Da un’intervista al Corriere della Sera rilasciata da Silvio Berlusconi il 17 maggio 1988, due giorni dopo aver vinto il suo primo scudetto a Como: “Dobbiamo trasformare le coppe europee in un campionato continentale, una formula che consentirebbe alle società certezze gestionali ed economiche. Pensate che con un paio di giocatori in più si potrebbe disputare un numero di partite doppio. Andremmo a giocare a Madrid, a Barcellona, a Lisbona, non in qualche sperduto paesino di provincia. Inutile fare demagogia: le formazioni di un certo livello, capaci di contare su un certo pubblico e su incassi conseguenti, devono avere il diritto a competere tra di loro. Poi eventualmente si può studiare una formula basata sui playoff”. Pochi giorni dopo, insieme al presidente del Real Madrid, Ramon Mendoza, incontrò a Parigi il presidente Uefa Jacques Georges, proponendogli una bozza di riforma della Coppa dei Campioni riportata con dovizia dai giornali: “Otto gironi da quattro squadre” – lo stesso formato che, dopo alcuni brevi step intermedi, fu introdotto nel 1999 ed è sopravvissuto fino ai giorni nostri. “Per quanto riguarda lo studio di un campionato continentale per club, i tempi sono ovviamente più lunghi”, ammise con rassegnazione il Cavaliere.

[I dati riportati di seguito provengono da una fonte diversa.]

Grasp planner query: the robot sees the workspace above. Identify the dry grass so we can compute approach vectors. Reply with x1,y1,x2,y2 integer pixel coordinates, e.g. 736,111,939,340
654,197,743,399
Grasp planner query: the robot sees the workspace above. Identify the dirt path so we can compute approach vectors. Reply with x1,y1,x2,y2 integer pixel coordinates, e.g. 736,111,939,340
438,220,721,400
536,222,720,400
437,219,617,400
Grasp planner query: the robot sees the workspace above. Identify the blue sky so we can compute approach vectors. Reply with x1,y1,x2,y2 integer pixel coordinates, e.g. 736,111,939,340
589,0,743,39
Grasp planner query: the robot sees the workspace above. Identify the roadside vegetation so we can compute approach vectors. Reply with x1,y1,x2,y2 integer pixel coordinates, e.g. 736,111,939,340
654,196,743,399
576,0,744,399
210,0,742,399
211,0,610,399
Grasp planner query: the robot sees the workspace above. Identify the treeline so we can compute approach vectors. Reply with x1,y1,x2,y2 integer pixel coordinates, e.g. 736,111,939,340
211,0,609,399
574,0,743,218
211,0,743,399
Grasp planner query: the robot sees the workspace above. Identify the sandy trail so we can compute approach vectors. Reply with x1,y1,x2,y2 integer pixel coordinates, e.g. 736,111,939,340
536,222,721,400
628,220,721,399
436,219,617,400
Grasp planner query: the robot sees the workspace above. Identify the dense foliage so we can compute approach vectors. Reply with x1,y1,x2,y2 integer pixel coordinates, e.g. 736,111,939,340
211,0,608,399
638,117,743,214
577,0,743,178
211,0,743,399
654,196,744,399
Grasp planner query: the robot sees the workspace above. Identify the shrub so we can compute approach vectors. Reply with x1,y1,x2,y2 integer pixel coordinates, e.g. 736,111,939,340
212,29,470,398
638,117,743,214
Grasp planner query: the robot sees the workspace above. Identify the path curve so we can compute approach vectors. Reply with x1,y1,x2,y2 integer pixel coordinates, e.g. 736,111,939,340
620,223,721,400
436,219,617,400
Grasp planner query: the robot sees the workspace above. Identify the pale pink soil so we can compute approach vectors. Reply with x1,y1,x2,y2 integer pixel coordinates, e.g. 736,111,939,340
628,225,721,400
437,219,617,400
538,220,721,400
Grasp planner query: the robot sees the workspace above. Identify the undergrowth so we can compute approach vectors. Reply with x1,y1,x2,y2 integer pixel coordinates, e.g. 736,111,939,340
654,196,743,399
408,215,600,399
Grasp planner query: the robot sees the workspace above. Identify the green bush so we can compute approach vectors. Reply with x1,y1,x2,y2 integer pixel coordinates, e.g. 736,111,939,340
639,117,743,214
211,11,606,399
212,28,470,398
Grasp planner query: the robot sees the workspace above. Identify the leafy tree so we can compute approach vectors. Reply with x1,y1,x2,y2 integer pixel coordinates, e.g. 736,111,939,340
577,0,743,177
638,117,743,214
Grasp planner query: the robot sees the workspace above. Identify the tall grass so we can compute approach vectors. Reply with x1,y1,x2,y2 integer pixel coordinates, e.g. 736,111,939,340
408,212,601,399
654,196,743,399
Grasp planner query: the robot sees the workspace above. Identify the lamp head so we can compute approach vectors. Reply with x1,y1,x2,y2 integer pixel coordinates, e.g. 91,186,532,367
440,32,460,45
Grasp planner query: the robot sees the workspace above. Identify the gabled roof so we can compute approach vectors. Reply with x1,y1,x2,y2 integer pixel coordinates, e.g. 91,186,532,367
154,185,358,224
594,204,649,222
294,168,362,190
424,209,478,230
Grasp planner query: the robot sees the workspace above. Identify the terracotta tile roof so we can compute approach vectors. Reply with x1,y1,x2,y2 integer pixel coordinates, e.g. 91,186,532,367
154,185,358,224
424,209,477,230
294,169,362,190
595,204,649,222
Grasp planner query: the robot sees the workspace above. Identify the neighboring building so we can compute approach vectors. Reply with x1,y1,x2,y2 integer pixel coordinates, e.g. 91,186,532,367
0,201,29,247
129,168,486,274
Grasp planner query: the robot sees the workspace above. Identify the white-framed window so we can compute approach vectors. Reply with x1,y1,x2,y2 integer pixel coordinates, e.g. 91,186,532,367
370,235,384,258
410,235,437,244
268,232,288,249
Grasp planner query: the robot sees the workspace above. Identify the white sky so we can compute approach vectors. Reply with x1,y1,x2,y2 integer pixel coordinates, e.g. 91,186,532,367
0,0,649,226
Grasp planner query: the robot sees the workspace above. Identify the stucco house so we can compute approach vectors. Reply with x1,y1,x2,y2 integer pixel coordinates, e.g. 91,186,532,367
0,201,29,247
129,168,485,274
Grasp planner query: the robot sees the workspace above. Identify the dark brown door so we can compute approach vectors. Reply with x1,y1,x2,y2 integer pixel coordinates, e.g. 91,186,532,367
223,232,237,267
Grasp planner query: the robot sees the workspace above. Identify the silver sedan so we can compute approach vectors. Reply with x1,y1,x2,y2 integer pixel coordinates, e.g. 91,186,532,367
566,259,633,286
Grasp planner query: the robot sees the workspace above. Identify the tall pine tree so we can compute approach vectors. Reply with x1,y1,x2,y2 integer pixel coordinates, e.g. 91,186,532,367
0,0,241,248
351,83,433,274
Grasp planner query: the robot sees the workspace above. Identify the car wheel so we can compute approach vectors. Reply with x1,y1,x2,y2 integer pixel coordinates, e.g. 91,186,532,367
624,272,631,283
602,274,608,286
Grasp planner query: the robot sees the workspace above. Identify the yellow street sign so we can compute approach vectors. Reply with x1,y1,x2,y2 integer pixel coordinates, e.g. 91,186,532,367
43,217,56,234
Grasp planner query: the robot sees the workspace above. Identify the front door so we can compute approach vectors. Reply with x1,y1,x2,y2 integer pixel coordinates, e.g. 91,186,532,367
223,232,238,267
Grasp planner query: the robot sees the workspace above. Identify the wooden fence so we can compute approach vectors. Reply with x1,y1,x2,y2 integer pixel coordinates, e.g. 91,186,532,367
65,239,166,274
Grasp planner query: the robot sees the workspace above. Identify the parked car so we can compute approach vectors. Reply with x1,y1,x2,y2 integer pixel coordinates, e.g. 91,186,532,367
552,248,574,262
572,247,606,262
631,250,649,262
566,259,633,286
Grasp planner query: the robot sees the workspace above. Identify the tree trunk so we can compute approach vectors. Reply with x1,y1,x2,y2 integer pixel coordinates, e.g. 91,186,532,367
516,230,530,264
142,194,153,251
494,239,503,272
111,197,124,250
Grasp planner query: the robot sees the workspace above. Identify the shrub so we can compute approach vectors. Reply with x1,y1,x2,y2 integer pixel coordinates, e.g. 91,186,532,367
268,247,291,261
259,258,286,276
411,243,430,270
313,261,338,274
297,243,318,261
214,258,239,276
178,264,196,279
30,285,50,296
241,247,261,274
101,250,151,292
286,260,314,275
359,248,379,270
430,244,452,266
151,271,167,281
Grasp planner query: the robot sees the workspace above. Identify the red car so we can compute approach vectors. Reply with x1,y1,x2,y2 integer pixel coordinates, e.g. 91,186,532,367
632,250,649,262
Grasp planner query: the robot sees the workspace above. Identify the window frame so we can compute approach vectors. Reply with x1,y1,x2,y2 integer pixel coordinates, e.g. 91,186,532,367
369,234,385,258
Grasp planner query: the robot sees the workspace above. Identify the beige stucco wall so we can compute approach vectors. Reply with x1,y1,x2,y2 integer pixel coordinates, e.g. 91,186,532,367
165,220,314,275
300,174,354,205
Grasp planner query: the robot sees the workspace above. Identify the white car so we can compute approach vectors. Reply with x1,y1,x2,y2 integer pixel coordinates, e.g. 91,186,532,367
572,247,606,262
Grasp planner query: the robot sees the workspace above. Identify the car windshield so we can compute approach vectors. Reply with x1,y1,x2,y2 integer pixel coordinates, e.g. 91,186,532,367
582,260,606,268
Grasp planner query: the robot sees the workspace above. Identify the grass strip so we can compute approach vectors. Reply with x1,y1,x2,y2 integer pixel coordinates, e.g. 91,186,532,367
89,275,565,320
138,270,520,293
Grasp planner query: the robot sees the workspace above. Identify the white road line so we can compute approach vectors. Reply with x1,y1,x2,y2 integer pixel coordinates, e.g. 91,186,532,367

Anni Novanta. Il 20 luglio 1998 molti quotidiani scrivono del week-end londinese trascorso da 90 società europee grandi e medie per pianificare il progetto che dovrebbe sostituire la Champions League dal 2000-01: per l’Italia presenti Romy Gai (Juventus), Umberto Gandini (Milan) e Luigi Predeval (Inter). Un torneo a 32 club, sedici iscritti di diritto in quanto soci fondatori, altri sedici qualificati per meriti sportivi, con 16 partite assicurate da ottobre a marzo, più i playoff per chi supererà la prima fase. “I campionati nazionali continueranno a essere giocati nel fine settimana. L’Italia avrebbe tre posti assicurati e riservati a Juve, Milan e Inter. I club europei hanno già mobilitato avvocati di fama e hanno contattato l’Unione europea per evitare ritorsioni da parte dell’Uefa, che rischia di ritrovarsi spiazzata, come già in occasione della sentenza-Bosman” (Corriere della Sera, 20 luglio 1998). Ma chi finanzia questo progetto? Non ci credereste mai: l’immancabile JP Morgan, più diabolica della Spectre, pronta a garantire “un montepremi da favola”.

 

Assonanze, dettagli rivelatori, tic verbali. Torniamo al Berlusconi 1988, e alla frase con cui introdusse il suo discorso sulla non-ancora-Superlega: “Purtroppo nelle coppe europee prevale l’imponderabile”. Quel “purtroppo” contiene oggi tutta l’enormità del dibattito tra gli apocalittici e gli integrati, tra i puristi della tradizione e i modernisti entusiasti della Superlega, tra chi intende lo sport come fonte di emozionanti incertezze agonistiche e chi lo preferisce come strumento di rassicuranti certezze economiche.